Margarita Suárez aveva dedicato anni agli animali abbandonati. Dopo la sua morte, alcuni cani si sono presentati alla funeraria.
Per anni Margarita Suárez aveva compiuto lo stesso gesto ogni mattina: usciva di casa con del cibo per i cani e i gatti senza padrone del suo quartiere. Non lo faceva per apparire, né per ricevere riconoscimenti. Era una cura quotidiana, discreta, diventata nel tempo parte della vita della zona.
Dopo la sua morte, avvenuta il 15 marzo 2015, quella dedizione ha trovato una risposta inattesa. Alcuni cani randagi si sono presentati davanti alla funeraria dove familiari e amici stavano dando l’ultimo saluto alla donna.
Secondo il personale della struttura, quegli animali non erano mai stati visti prima in quel luogo.
Margarita Suárez e l’aiuto agli animali abbandonati
Margarita Suárez era conosciuta da molti per l’attenzione verso gli animali senza casa. Ogni giorno portava cibo a cani e gatti randagi, occupandosi di loro con costanza.

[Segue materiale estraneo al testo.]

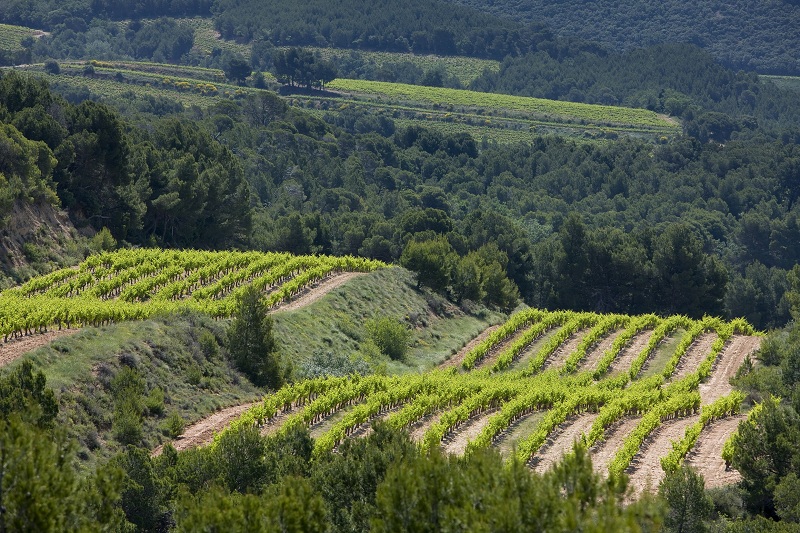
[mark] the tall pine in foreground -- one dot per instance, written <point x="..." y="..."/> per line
<point x="251" y="342"/>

Nel quartiere, il suo impegno era diventato familiare. I vicini sapevano che quella donna non dimenticava gli animali più fragili, soprattutto quelli che vivevano per strada e dipendevano dalla generosità di qualcuno per mangiare.

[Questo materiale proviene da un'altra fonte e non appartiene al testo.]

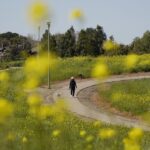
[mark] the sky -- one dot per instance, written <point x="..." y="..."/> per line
<point x="124" y="19"/>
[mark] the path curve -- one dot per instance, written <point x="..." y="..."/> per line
<point x="82" y="110"/>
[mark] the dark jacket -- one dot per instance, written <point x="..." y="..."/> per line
<point x="72" y="84"/>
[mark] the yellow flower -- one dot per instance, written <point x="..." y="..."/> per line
<point x="6" y="109"/>
<point x="4" y="76"/>
<point x="76" y="14"/>
<point x="100" y="71"/>
<point x="38" y="12"/>
<point x="130" y="145"/>
<point x="56" y="133"/>
<point x="45" y="111"/>
<point x="135" y="134"/>
<point x="34" y="100"/>
<point x="107" y="133"/>
<point x="24" y="139"/>
<point x="131" y="61"/>
<point x="110" y="45"/>
<point x="82" y="133"/>
<point x="31" y="83"/>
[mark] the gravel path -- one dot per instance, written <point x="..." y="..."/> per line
<point x="87" y="111"/>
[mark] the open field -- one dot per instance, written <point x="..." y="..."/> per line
<point x="129" y="96"/>
<point x="33" y="125"/>
<point x="65" y="68"/>
<point x="68" y="67"/>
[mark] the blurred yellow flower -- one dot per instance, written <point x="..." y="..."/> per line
<point x="82" y="133"/>
<point x="135" y="134"/>
<point x="4" y="76"/>
<point x="31" y="83"/>
<point x="38" y="12"/>
<point x="24" y="139"/>
<point x="56" y="133"/>
<point x="77" y="14"/>
<point x="130" y="145"/>
<point x="107" y="133"/>
<point x="6" y="109"/>
<point x="110" y="45"/>
<point x="34" y="100"/>
<point x="100" y="71"/>
<point x="131" y="61"/>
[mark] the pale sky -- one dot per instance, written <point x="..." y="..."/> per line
<point x="124" y="19"/>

Non si trattava di un episodio isolato o di un gesto occasionale. Per Margarita Suárez, prendersi cura di quei cani e di quei gatti era una parte stabile della giornata. Una scelta ripetuta per anni, anche quando nessuno la osservava.

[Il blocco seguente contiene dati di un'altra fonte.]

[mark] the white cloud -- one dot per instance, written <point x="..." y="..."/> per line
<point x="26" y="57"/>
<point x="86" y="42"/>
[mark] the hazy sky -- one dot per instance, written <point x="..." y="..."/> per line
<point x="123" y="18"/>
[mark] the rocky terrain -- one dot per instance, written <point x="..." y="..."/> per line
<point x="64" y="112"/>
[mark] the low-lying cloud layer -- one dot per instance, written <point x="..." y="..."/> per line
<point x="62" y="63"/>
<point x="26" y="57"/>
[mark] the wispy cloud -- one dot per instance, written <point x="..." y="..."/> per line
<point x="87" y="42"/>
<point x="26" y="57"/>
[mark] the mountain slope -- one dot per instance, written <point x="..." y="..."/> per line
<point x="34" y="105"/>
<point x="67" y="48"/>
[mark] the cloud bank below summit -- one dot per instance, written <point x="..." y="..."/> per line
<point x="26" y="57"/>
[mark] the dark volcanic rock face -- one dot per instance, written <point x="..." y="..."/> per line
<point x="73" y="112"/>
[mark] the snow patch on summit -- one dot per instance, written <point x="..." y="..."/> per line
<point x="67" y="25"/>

I cani arrivano alla funeraria durante l’ultimo saluto
Il giorno del funerale, la famiglia si trovava nella camera ardente per salutare Margarita Suárez. A un certo punto, alcuni cani si sono avvicinati alla struttura. La loro presenza ha sorpreso tutti, compresi i dipendenti della funeraria.
Nessuno li aveva portati lì. Non appartenevano alla famiglia e, stando a quanto riferito dal personale, non erano animali abituati a frequentare quel posto.
I familiari, colpiti dalla scena, hanno deciso di lasciarli entrare. I cani sono rimasti tranquilli nei pressi della bara, senza creare agitazione. Si sono sistemati vicino al feretro, come se avessero riconosciuto la donna che per anni aveva pensato a loro.
Un ultimo saluto silenzioso
La presenza dei cani ha dato alla cerimonia un significato particolare. Per chi conosceva Margarita Suárez, quegli animali rappresentavano una parte importante della sua vita: non ospiti inattesi, ma destinatari di un amore quotidiano che lei aveva scelto di offrire senza chiedere nulla in cambio.
La scena ha colpito familiari e amici proprio per la compostezza dei cani. Non c’è stato disordine, non ci sono stati comportamenti aggressivi. Sono rimasti lì, vicini alla bara, durante l’ultimo saluto.
Dopo anni trascorsi a cercare cibo e protezione per le strade, quei randagi sembravano aver trovato il modo di restituire almeno una presenza. Margarita Suárez non li aveva mai dimenticati quando era in vita. E loro, nel giorno dell’addio, sono arrivati fino alla funeraria.
La sua storia resta legata a un gesto semplice, ripetuto ogni giorno: fermarsi davanti a chi aveva fame, anche quando nessuno guardava. Proprio quel gesto, alla fine, ha riempito la camera ardente di una testimonianza silenziosa.